Augmented reality (AR) and virtual reality (VR) have also gained widespread attention through the pandemic, as companies and consumers have sought new ways to interact with each other from afar. These areas are also heavily reliant on spatial intelligence technology.
“Both a robot and an AR/VR headset require spatial intelligence in order to operate,” Nicholson said. “They both need to track their position relative to the static world as they move through space. A robot uses this information to control its wheels and motors to get from A to B; a headset uses this information to continually update the 3D graphics so that the virtual world appears locked in reality.”
Slamcore, too, said that it has seen inquiries to gain early access to its alpha program increase by 50% in the wake of the COVID-19 crisis.
There are of course many intelligent, spatially aware products on the market already, but they are typically built by deep-pocketed companies such as Microsoft with HoloLens and iRobot with its Roomba robotic vacuum cleaner. But Slamcore is looking to bring this type of functionality and intelligence to devices of all shapes, sizes, and price points. It also wants to do so without relying on existing open source technologies that may not be good enough for commercial use.
“Open source solutions, whilst good enough for demos and proof-of-concepts, were not designed for commercial use and therefore most companies run into issues as they try to scale,” Nicholson explained. “At this point, companies try to modify or build solutions from scratch but due to the complexities involved, it is just not achievable for all but the largest of companies.”
Over the past year, Slamcore said it has conducted a series of alpha-tests with a range of startups and multi-national corporations in the U.S., U.K., South Korea, Japan, Taiwan, and Singapore. “Our system has been tested on industrial robots, inspection drones, hospitality robots, and construction robots, to name a few,” Nicholson added.

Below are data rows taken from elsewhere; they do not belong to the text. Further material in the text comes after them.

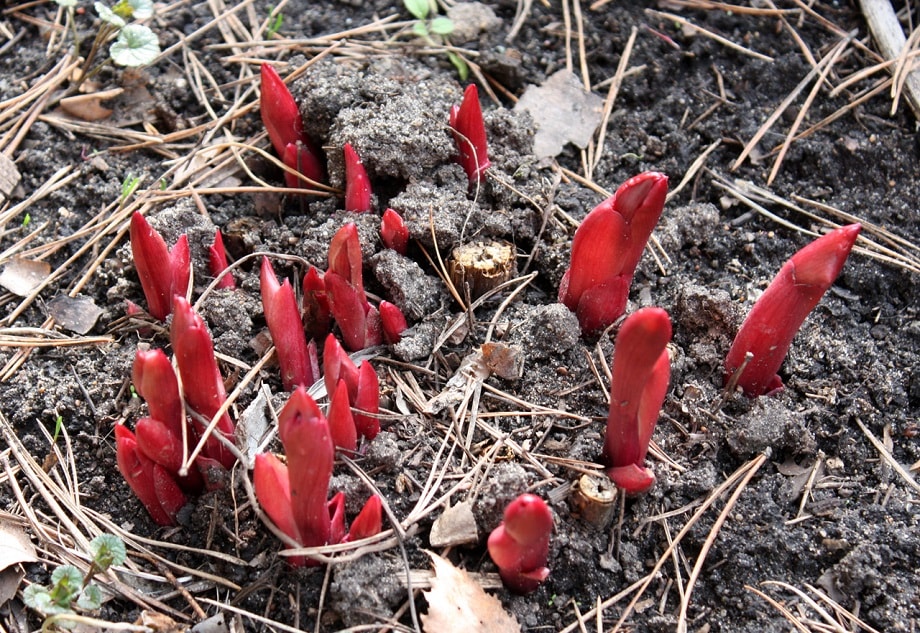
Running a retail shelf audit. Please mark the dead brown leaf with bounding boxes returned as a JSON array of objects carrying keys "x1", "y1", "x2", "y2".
[{"x1": 422, "y1": 552, "x2": 521, "y2": 633}]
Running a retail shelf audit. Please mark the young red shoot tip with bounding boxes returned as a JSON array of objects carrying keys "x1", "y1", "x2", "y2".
[
  {"x1": 130, "y1": 212, "x2": 191, "y2": 321},
  {"x1": 725, "y1": 224, "x2": 862, "y2": 398},
  {"x1": 604, "y1": 308, "x2": 671, "y2": 494},
  {"x1": 278, "y1": 387, "x2": 335, "y2": 547},
  {"x1": 380, "y1": 208, "x2": 409, "y2": 255},
  {"x1": 489, "y1": 494, "x2": 553, "y2": 594},
  {"x1": 449, "y1": 84, "x2": 491, "y2": 187},
  {"x1": 303, "y1": 266, "x2": 332, "y2": 346},
  {"x1": 342, "y1": 495, "x2": 383, "y2": 543},
  {"x1": 131, "y1": 349, "x2": 182, "y2": 437},
  {"x1": 327, "y1": 379, "x2": 358, "y2": 453},
  {"x1": 260, "y1": 257, "x2": 315, "y2": 391},
  {"x1": 259, "y1": 64, "x2": 304, "y2": 156},
  {"x1": 559, "y1": 172, "x2": 668, "y2": 334},
  {"x1": 378, "y1": 301, "x2": 409, "y2": 345},
  {"x1": 344, "y1": 143, "x2": 371, "y2": 213},
  {"x1": 169, "y1": 296, "x2": 236, "y2": 468},
  {"x1": 115, "y1": 424, "x2": 186, "y2": 526},
  {"x1": 259, "y1": 64, "x2": 326, "y2": 187}
]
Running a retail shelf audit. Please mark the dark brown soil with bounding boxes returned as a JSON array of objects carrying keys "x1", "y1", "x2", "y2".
[{"x1": 0, "y1": 0, "x2": 920, "y2": 632}]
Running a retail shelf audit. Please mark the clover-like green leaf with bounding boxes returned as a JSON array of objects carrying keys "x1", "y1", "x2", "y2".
[
  {"x1": 412, "y1": 20, "x2": 428, "y2": 37},
  {"x1": 109, "y1": 24, "x2": 160, "y2": 67},
  {"x1": 77, "y1": 583, "x2": 102, "y2": 611},
  {"x1": 89, "y1": 532, "x2": 126, "y2": 571},
  {"x1": 431, "y1": 15, "x2": 454, "y2": 35},
  {"x1": 22, "y1": 583, "x2": 54, "y2": 614},
  {"x1": 93, "y1": 2, "x2": 125, "y2": 29},
  {"x1": 128, "y1": 0, "x2": 153, "y2": 20},
  {"x1": 403, "y1": 0, "x2": 431, "y2": 20}
]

Slamcore was spun out of London’s Imperial College back in 2016, and today claims a team of 25 which includes PhD graduates spanning computer vision and robotics. Prior to now the company had raised $5 million, and with another $5 million in the bank from Octopus Ventures, MMC Ventures, Toyota AI Ventures, and Amadeus Capital Partners, it is well financed to cater to the “growing demand” for its spatial AI software development kit (SDK).